How and whether these things relate to Sprinsteen's reserved face is more or less a matter of shrug. Because without the courage to make your own statements, Deliver me out of nowhere he has the same disease as Dwayne Johnson Destruction machine.

The downside of authoritative biographies—the inexplicable golden hen of publishing—is that they continually deceive readers into believing they are getting more of the story, rather than a blinkered version of it. There simply aren't enough troubling but necessary character flaws for the subject to either dramatically triumph or destroy.

They may be missing here since this is a carefully curated image of the item on the subject: “If you want my seal of approval, this is how I want my fans to see me; let's leave the uncomfortable things behind this curtain, shall we?”
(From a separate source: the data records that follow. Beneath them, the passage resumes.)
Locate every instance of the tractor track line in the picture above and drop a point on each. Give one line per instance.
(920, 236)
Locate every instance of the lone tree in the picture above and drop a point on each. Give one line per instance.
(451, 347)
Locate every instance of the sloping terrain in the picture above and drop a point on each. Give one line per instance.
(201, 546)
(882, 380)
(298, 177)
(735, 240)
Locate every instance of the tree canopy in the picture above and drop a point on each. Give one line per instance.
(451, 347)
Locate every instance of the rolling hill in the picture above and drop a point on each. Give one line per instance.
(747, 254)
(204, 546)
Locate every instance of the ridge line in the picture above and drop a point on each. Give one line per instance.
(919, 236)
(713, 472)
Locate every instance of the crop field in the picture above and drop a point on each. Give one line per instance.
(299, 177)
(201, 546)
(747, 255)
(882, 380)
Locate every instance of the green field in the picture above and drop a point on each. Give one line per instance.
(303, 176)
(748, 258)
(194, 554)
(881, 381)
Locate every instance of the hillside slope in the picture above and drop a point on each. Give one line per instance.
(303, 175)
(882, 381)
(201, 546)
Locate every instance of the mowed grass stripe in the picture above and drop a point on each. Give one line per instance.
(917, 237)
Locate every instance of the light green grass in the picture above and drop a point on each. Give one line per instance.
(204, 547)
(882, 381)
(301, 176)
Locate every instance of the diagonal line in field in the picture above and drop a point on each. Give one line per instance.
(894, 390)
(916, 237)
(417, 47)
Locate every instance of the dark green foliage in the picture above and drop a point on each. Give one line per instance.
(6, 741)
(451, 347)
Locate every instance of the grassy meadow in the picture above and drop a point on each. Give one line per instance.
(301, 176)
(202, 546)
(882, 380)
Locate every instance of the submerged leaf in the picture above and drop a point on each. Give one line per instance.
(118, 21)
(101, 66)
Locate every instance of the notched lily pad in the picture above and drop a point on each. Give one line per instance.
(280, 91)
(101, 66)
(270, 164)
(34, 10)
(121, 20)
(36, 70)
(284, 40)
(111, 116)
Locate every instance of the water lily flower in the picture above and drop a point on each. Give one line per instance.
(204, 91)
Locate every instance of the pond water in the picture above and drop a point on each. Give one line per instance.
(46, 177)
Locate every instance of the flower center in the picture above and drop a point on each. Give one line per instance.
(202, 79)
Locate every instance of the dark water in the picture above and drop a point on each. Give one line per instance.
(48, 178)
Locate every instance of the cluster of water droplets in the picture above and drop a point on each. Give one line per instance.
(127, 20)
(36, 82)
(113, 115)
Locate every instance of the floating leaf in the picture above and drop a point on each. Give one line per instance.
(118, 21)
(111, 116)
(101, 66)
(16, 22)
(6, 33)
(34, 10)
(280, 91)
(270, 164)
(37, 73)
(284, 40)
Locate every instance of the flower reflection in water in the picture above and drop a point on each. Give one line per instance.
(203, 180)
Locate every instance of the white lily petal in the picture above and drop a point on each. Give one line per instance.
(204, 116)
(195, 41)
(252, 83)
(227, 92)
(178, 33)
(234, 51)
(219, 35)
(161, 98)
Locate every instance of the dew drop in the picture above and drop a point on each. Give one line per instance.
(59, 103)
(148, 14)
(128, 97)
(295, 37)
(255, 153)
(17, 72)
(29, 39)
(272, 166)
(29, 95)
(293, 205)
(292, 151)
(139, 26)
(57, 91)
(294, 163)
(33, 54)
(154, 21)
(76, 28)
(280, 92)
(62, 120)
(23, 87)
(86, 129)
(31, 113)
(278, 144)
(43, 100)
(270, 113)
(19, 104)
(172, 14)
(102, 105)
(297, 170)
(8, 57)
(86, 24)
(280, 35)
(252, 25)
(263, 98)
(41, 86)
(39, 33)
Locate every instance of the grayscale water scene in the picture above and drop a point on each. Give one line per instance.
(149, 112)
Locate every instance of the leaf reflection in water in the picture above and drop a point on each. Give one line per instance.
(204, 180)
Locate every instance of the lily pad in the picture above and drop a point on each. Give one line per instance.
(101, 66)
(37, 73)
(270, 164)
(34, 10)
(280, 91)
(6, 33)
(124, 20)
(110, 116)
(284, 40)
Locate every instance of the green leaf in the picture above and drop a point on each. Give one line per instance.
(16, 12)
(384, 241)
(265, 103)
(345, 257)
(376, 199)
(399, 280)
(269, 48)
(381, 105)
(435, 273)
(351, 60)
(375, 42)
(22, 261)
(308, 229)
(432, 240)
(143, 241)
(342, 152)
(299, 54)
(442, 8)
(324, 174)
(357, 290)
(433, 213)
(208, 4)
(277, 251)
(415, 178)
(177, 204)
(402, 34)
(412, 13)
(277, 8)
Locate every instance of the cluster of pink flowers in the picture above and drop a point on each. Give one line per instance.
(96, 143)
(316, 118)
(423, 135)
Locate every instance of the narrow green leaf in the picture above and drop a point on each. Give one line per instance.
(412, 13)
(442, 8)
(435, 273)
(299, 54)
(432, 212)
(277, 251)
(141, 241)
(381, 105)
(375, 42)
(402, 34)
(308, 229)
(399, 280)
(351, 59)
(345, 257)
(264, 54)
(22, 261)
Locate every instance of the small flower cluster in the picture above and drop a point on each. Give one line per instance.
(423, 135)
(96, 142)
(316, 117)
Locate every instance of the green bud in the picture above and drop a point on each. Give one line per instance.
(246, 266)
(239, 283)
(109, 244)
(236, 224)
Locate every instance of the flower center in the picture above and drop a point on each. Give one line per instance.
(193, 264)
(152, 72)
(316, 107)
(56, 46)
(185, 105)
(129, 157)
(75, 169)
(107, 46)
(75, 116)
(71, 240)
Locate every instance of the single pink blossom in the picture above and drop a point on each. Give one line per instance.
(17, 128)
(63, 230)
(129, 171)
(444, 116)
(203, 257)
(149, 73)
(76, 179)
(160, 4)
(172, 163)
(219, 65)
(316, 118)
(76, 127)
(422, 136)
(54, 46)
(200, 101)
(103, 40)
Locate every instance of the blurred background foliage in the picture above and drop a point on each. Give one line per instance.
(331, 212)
But this is most likely due to the simple fact that there are no biopics. Being a celebrity doesn't automatically make you a functional and interesting fulcrum for the story.

While “Bruce Trumps” will likely hit theaters in droves, the fact that Springsteen is a talented entertainer who suffers from depression and is an all-around good guy isn't enough to make a “Bruce Trumps” movie turn out in droves. Deliver me out of nowhere interesting film.

That is, at least if you want a movie and not an authorized biography.